The European Commission has proposed new rules which, it says, will make withholding tax procedures in the EU “more efficient and secure” for investors, banks and EU Member State tax administrations.
The initiative and the Commission’s 2020 Action Plan on the Capital Markets Union will, says the EC, “promote fairer taxation, fight tax fraud, and support cross-border investment throughout the EU.”
The term “withholding tax” refers, for example, to the situation where an investor resident in one EU Member State is liable to pay tax on the interest or dividends earned in another Member State.
This, says the EC, is often the case for cross-border investors. In such a scenario, in order to avoid double taxation, many EU Member States have signed double taxation treaties, which avoid the same individual or company being taxed twice.
These treaties allow a cross-border investor to submit a refund claim for any excess tax paid in another Member State.

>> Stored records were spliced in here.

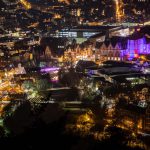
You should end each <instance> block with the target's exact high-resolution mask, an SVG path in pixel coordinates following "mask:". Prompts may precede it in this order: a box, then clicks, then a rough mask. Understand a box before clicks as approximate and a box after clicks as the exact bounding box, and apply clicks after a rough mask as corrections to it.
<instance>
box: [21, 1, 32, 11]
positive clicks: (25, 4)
mask: <svg viewBox="0 0 150 150" xmlns="http://www.w3.org/2000/svg"><path fill="white" fill-rule="evenodd" d="M20 3H21V4H22V5H23V6H24V7H25V8H26V9H31V4H30V3H29V2H28V1H27V0H20Z"/></svg>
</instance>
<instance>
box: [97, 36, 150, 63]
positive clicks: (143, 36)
mask: <svg viewBox="0 0 150 150" xmlns="http://www.w3.org/2000/svg"><path fill="white" fill-rule="evenodd" d="M147 39H148V38H147V37H146V36H141V35H133V36H130V37H129V38H124V39H123V40H121V41H120V40H117V41H116V42H114V41H111V40H110V41H105V42H103V43H102V44H101V46H100V47H99V48H98V49H97V50H96V56H95V57H96V59H98V60H100V61H101V62H102V61H106V60H116V61H120V60H132V59H134V58H137V59H138V58H139V57H140V55H142V54H144V55H147V54H150V42H149V40H147Z"/></svg>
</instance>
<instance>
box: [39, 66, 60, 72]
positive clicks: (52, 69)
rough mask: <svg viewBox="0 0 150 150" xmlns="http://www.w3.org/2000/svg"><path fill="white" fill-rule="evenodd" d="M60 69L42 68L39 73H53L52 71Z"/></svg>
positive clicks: (55, 70) (57, 68) (49, 67)
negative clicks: (48, 72) (50, 72)
mask: <svg viewBox="0 0 150 150" xmlns="http://www.w3.org/2000/svg"><path fill="white" fill-rule="evenodd" d="M59 69H60V68H59V67H48V68H42V69H41V72H53V71H58V70H59Z"/></svg>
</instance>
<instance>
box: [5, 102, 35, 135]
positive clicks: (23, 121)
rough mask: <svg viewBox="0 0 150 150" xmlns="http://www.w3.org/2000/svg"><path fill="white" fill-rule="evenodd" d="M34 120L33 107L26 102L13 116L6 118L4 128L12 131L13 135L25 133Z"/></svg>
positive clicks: (17, 109) (20, 106)
mask: <svg viewBox="0 0 150 150" xmlns="http://www.w3.org/2000/svg"><path fill="white" fill-rule="evenodd" d="M33 120H34V119H33V116H32V113H31V105H30V103H29V102H24V103H23V104H21V105H20V106H19V107H17V109H16V110H15V112H14V113H13V114H11V115H10V116H6V117H5V119H4V126H5V128H6V129H8V130H9V131H10V133H11V135H16V134H20V133H23V132H24V131H25V129H26V128H27V127H29V126H30V125H31V124H32V122H33Z"/></svg>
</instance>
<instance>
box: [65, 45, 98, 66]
mask: <svg viewBox="0 0 150 150" xmlns="http://www.w3.org/2000/svg"><path fill="white" fill-rule="evenodd" d="M79 60H90V61H95V55H94V53H93V50H92V45H90V46H88V47H87V48H86V47H85V48H80V47H79V46H77V48H75V50H74V49H71V48H69V49H68V50H67V51H65V52H64V56H63V61H64V62H71V63H75V64H76V63H77V62H78V61H79Z"/></svg>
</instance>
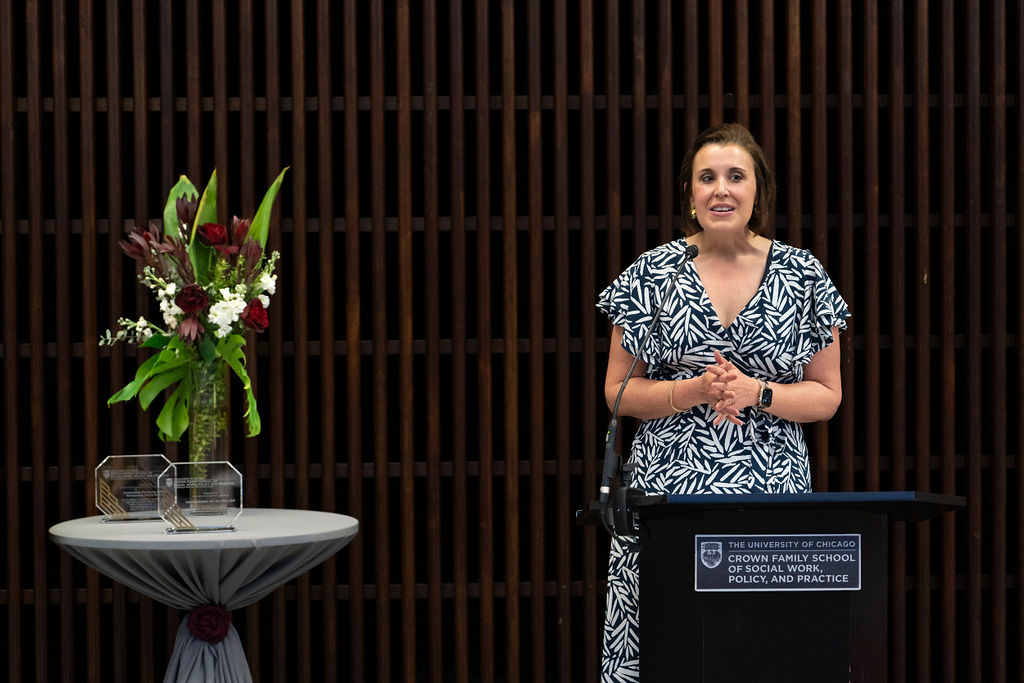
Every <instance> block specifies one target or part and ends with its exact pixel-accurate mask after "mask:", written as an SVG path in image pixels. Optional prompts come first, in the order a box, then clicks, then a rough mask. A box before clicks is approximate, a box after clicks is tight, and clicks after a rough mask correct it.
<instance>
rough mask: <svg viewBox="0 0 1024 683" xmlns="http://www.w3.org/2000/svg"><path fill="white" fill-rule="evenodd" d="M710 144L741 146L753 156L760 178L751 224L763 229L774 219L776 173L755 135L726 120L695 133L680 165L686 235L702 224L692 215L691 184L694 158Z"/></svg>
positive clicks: (681, 196) (684, 227)
mask: <svg viewBox="0 0 1024 683" xmlns="http://www.w3.org/2000/svg"><path fill="white" fill-rule="evenodd" d="M709 144H718V145H722V146H725V145H729V144H734V145H736V146H737V147H740V148H741V150H743V151H744V152H746V154H749V155H750V156H751V159H753V160H754V178H755V181H756V182H757V200H756V202H755V203H754V213H753V214H752V215H751V222H750V223H748V224H746V226H748V227H750V228H751V230H752V231H753V232H755V233H760V232H761V231H762V230H763V229H764V228H765V227H766V226H767V225H768V221H769V220H770V219H771V216H772V214H773V213H774V211H775V174H774V173H772V170H771V167H770V166H768V160H767V159H765V153H764V150H762V148H761V145H760V144H758V142H757V140H756V139H754V135H752V134H751V131H749V130H746V128H745V127H743V126H742V125H740V124H738V123H725V124H722V125H720V126H713V127H712V128H709V129H707V130H705V131H703V132H702V133H700V134H699V135H697V136H696V138H695V139H694V140H693V144H692V145H690V151H689V152H687V153H686V157H684V158H683V164H682V166H681V167H680V169H679V202H680V204H681V206H682V210H683V232H685V233H686V234H687V236H691V234H696V233H697V232H699V231H700V230H701V229H702V228H701V227H700V225H699V224H698V223H697V221H696V218H694V217H693V216H691V215H690V207H689V187H690V182H692V180H693V158H694V157H696V156H697V153H698V152H700V150H702V148H703V147H706V146H708V145H709Z"/></svg>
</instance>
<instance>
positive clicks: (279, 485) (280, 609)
mask: <svg viewBox="0 0 1024 683" xmlns="http://www.w3.org/2000/svg"><path fill="white" fill-rule="evenodd" d="M278 11H279V10H278V2H276V0H267V2H266V8H265V12H264V23H265V28H264V34H263V35H264V40H263V54H264V55H265V56H264V58H265V63H266V82H265V87H266V177H268V178H271V177H275V174H276V173H279V172H280V170H281V167H282V166H283V163H282V142H283V141H282V134H281V127H282V115H281V99H282V87H281V73H280V71H279V63H280V62H281V58H282V54H281V45H280V41H281V38H280V36H279V33H278V32H279V28H278ZM188 113H189V117H190V116H191V109H190V99H189V111H188ZM189 163H190V162H189ZM281 213H282V211H281V207H280V205H278V204H275V206H274V210H273V213H272V216H271V222H270V229H269V233H268V234H267V242H266V245H267V248H268V249H269V250H271V251H279V252H282V251H283V249H282V247H283V238H282V229H281ZM284 327H285V326H283V325H271V326H270V329H269V331H268V332H269V351H268V355H269V362H268V364H267V365H268V366H269V373H268V376H267V380H268V381H267V382H266V386H270V387H282V386H285V384H284V378H285V358H284V355H285V354H284V348H283V347H284V335H285V332H284ZM268 398H269V401H268V402H269V407H268V410H267V411H266V417H267V419H268V421H269V422H270V424H284V422H285V418H284V415H285V402H286V401H285V396H284V392H283V391H274V392H271V393H270V395H269V396H268ZM267 441H268V442H269V449H268V450H269V459H270V481H269V485H268V488H269V494H270V500H269V505H270V506H271V507H276V508H283V507H285V462H284V460H285V430H284V429H274V430H271V431H270V434H269V435H268V437H267ZM284 612H285V594H284V591H280V590H279V591H275V592H274V593H273V594H272V596H271V597H270V599H269V600H268V601H267V604H266V605H263V606H261V605H259V604H256V605H252V606H251V607H249V608H248V609H247V610H246V618H247V622H246V639H247V651H251V650H252V649H253V648H254V647H255V648H256V649H259V647H258V645H257V644H258V643H259V620H260V616H261V615H267V614H269V617H270V618H273V620H274V626H273V627H272V629H271V631H272V633H273V636H274V638H275V639H276V638H279V637H280V636H281V634H282V632H283V630H284V621H283V618H282V616H283V615H284ZM275 642H281V641H280V640H275ZM266 658H269V659H270V660H271V667H272V668H273V672H274V677H273V678H271V680H278V678H276V677H278V676H280V674H281V672H282V671H283V670H284V668H285V667H284V663H283V657H281V656H280V654H279V653H276V652H271V653H270V655H269V656H268V657H266ZM262 660H264V657H263V653H262V652H260V653H259V654H258V655H257V661H259V663H261V661H262ZM264 668H265V667H260V669H256V670H255V671H253V672H252V673H253V678H254V683H260V678H261V670H262V669H264Z"/></svg>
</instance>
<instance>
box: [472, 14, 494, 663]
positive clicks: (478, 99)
mask: <svg viewBox="0 0 1024 683" xmlns="http://www.w3.org/2000/svg"><path fill="white" fill-rule="evenodd" d="M488 4H489V3H488V2H486V0H477V1H476V11H475V16H474V18H475V39H476V40H475V50H474V51H475V54H474V63H475V81H476V83H475V100H476V101H475V105H476V268H477V270H476V345H477V366H476V382H477V389H476V392H477V405H476V410H477V416H478V419H479V425H478V429H479V435H478V437H477V451H478V456H477V457H478V459H479V493H478V499H479V501H478V511H479V512H478V522H477V523H478V531H479V535H480V545H479V550H478V552H479V563H480V567H479V571H480V579H479V581H480V641H479V657H480V672H479V674H478V676H479V680H480V681H482V682H483V683H492V682H493V681H494V680H495V656H494V651H495V568H494V546H495V535H494V527H493V524H494V514H493V512H494V511H493V507H494V484H493V481H494V451H493V443H492V439H490V433H492V427H493V424H494V402H493V391H494V381H493V370H492V362H493V360H492V349H490V339H492V329H490V325H492V323H490V297H492V292H490V259H492V256H490V163H492V162H490V83H489V78H488V73H487V66H488V59H489V41H488V36H487V32H488V27H489V20H488V9H487V7H488Z"/></svg>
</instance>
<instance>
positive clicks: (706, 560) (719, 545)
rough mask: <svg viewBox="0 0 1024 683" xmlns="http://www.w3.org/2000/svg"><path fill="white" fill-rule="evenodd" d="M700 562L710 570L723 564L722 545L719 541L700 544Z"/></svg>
mask: <svg viewBox="0 0 1024 683" xmlns="http://www.w3.org/2000/svg"><path fill="white" fill-rule="evenodd" d="M700 561H701V562H703V565H705V566H706V567H708V568H709V569H714V568H715V567H717V566H718V565H719V564H721V563H722V544H721V542H718V541H701V542H700Z"/></svg>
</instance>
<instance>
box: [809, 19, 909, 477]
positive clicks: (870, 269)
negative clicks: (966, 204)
mask: <svg viewBox="0 0 1024 683" xmlns="http://www.w3.org/2000/svg"><path fill="white" fill-rule="evenodd" d="M864 10H865V11H864V46H863V54H862V55H861V56H862V58H863V65H864V67H863V69H864V117H863V120H864V141H863V145H862V146H863V150H864V164H863V178H864V199H863V202H864V242H865V245H866V246H865V258H864V261H865V262H866V266H867V267H866V270H867V272H866V273H865V278H864V280H865V281H866V282H865V283H864V289H865V293H864V298H865V299H866V300H867V301H879V300H880V298H881V296H882V294H881V283H882V272H881V266H880V263H881V239H880V236H879V212H880V206H879V205H880V202H879V196H880V187H879V183H878V182H876V179H877V178H878V177H879V175H880V170H881V160H880V148H879V147H880V145H879V6H878V3H877V2H876V1H874V0H868V2H866V3H865V5H864ZM896 68H897V67H896V66H895V65H893V69H894V71H895V69H896ZM894 116H895V115H894ZM823 133H824V131H820V133H816V135H815V136H816V137H817V139H818V140H824V139H826V138H825V137H824V135H823ZM817 146H824V145H823V144H821V143H820V142H819V143H818V144H816V145H815V147H817ZM894 152H895V150H894ZM898 182H899V181H898V180H895V179H894V182H893V184H894V185H895V184H898ZM815 231H816V232H818V227H817V220H815ZM820 232H824V230H820ZM825 245H826V238H825V236H824V234H818V233H816V234H815V239H814V249H815V252H816V253H819V254H820V253H824V249H825ZM860 313H861V314H860V315H859V317H861V318H862V322H863V323H862V324H863V329H864V371H865V372H864V375H866V377H867V382H866V384H867V387H866V392H867V400H868V401H873V402H874V403H876V404H878V402H879V401H880V400H881V394H882V388H881V386H880V384H881V383H880V379H879V378H880V376H881V367H882V366H881V349H880V344H879V339H880V338H881V335H882V326H881V319H880V316H881V311H880V310H879V307H877V306H871V307H869V308H868V309H867V310H863V311H860ZM846 351H847V352H848V353H852V352H853V349H852V348H851V347H850V345H847V348H846ZM865 423H866V424H865V429H864V432H865V434H864V439H865V445H866V451H867V453H866V456H865V462H864V470H865V473H864V488H865V489H866V490H879V489H880V486H881V472H880V471H879V460H880V455H881V447H882V438H881V434H880V430H881V424H880V423H881V416H880V415H879V414H878V413H877V412H873V411H872V413H871V415H869V416H867V418H866V420H865Z"/></svg>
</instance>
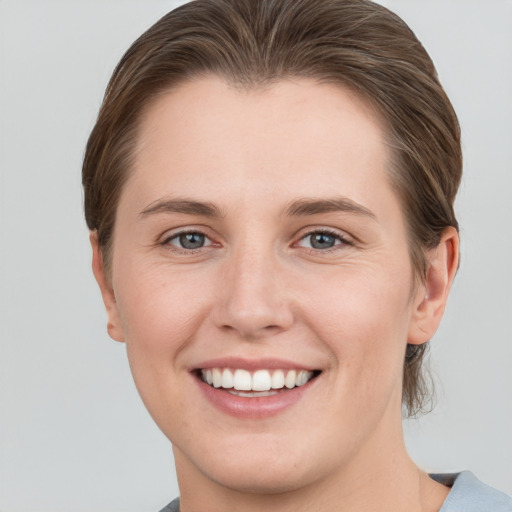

The problem, according to the commission, is that these refund procedures are often lengthy, costly and cumbersome, causing frustration for investors and discouraging cross-border investment within and into the EU.
A commission source said, “Currently, the withholding tax procedures applied in each Member State are very different.
“Investors have to deal with more than 450 different forms across the EU, most of which are only available in national languages.
“The Cum/Ex and Cum/Cum scandals have also shown how refund procedures can be abused: the tax losses from these practices have been estimated at €150 billion for the years 2000-2020.”